Today is a momentous day. First, She Sings at the Table returns after a very long hiatus. Second, this is the 100th post ever. And finally–today is our inaugural guest post from my friend Luke! He is a fellow Hawkeye lawyer, a wonderful person, and, I daresay, a pioneer in the field of microwave cookery. Take it away, good buddy! -DK
A little background: My name is Luke and I’m a bit of a putz and perceptual adolescent. Fittingly, last year joined the military a second time. Until just recently (I’m three nights into my first grown-up apartment!), I lived in base housing that was somewhere in the neighborhood of dorm or hotel accommodations. For about nine months I had just a small fridge and a microwave to handle my food needs. I would brag about my culinary “accomplishments” on facebook and Darcy suggested I write a post for her blog, a sort of counter-note to her fine food and writing. I wrote the post below when I was at the Naval Base in Newport RI, and really starting to find joy in my cheap, simple, lazy food.

There are limitations to cooking with a mini-fridge and microwave in a hotel room, but I enjoy this kind of meal-crafting because the physical limitations conveniently parallel my personal limitations of being lazy and a bit on the simple side. I might just keep cooking like this when I have a kitchen, I don’t know. I guess we’ll find out when I grow up.
Step one is shopping. Logistically there isn’t room for a lot of fancy ingredients and extras. I try to stick to four basic ingredient types: a “meat,” a grain, a sauce, and cheese; and basic flavor profiles: mexican, italian, cheese, and cheese-combo. If you shop this way, there is very little difficulty in creating a meal, you just combine a meat, a grain, a sauce and cheese that all match the chosen flavor profile. Today I’m going show you a mexican-cheese combo.

I should also explain, I mostly go with vegetarian meat substitutes. I do this because it seems less gross to microwave fake meat than real meat and less gross to only be able to rinse the tupperware out in the bathroom sink. The other reason is that half of what I microwave ends up being shredded cheese and the healthier veggie substitutes help me justify my cheese habit.
One thing to remember when working with these kinds of cheap frozen ingredients: you have to respect their intentions but know their limitations. That means you don’t put marinara on the spicy southwest burger– you don’t mess with their intended purpose. But you also always make sure to dump stupid amounts of cheese on top because what’s underneath really isn’t that great.
1) Dump salsa onto tortilla. Get better salsa if you can, but not too good, nothing fresh, it’d clash with the other ingredients.

2) Microwaved southwestern spicy black bean veggie burgers. I like to stick my finger in ‘em to make sure they’re cooked. And also just to do it sometimes.

3) Too much cheese.

4) Microwave. This is one of the tough parts.

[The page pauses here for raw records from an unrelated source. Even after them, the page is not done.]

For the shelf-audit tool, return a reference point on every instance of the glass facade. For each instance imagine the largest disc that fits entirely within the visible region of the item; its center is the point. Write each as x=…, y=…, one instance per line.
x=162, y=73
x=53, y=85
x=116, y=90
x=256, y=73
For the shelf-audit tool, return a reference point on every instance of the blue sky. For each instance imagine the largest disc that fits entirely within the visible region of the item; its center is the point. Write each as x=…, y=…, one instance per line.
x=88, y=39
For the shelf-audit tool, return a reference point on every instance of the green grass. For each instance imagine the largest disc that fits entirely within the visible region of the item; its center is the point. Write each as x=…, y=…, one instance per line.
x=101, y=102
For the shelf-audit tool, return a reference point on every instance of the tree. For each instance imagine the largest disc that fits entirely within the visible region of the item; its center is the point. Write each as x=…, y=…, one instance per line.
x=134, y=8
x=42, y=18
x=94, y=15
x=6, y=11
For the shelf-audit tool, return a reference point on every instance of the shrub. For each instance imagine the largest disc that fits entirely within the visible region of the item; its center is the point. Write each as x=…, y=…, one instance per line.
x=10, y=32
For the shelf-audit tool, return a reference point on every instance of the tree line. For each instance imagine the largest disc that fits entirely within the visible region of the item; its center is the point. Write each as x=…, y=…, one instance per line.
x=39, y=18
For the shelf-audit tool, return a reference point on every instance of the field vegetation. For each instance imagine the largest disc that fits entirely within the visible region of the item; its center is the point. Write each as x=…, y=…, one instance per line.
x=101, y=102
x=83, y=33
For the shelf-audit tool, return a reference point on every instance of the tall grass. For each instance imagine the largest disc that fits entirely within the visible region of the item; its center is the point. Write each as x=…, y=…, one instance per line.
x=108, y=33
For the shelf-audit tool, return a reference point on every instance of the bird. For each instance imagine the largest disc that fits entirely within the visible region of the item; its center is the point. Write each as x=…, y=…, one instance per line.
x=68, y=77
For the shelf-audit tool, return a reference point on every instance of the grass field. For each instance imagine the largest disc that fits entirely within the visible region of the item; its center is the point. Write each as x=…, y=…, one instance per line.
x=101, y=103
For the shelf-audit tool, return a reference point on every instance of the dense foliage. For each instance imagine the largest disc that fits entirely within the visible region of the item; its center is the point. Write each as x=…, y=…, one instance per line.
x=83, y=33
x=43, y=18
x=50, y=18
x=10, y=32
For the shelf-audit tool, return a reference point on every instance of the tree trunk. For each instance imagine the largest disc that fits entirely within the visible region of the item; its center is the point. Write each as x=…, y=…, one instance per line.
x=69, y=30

If you’re like me, you’re really anxious to shove this thing down your throat and feel the mix of pride and shame that comes afterwards, but you can’t toss it in there on high, you gotta back off the power and leave it in longer for a more even nuke. I usually eat handfuls of shredded cheese as an appetizer while I wait.
5) The cooking is done, but the last step is for safety, again, you probably want to go straight in the mouth with it, but you’ll burn yourself. If you’re a sucker, you can wait patiently. Me? I hold mine over the AC unit to speed up the process.

This is Darcy again. I know I’ve learned a lot today. Thanks for reading and I’ll see you all again…..sometime!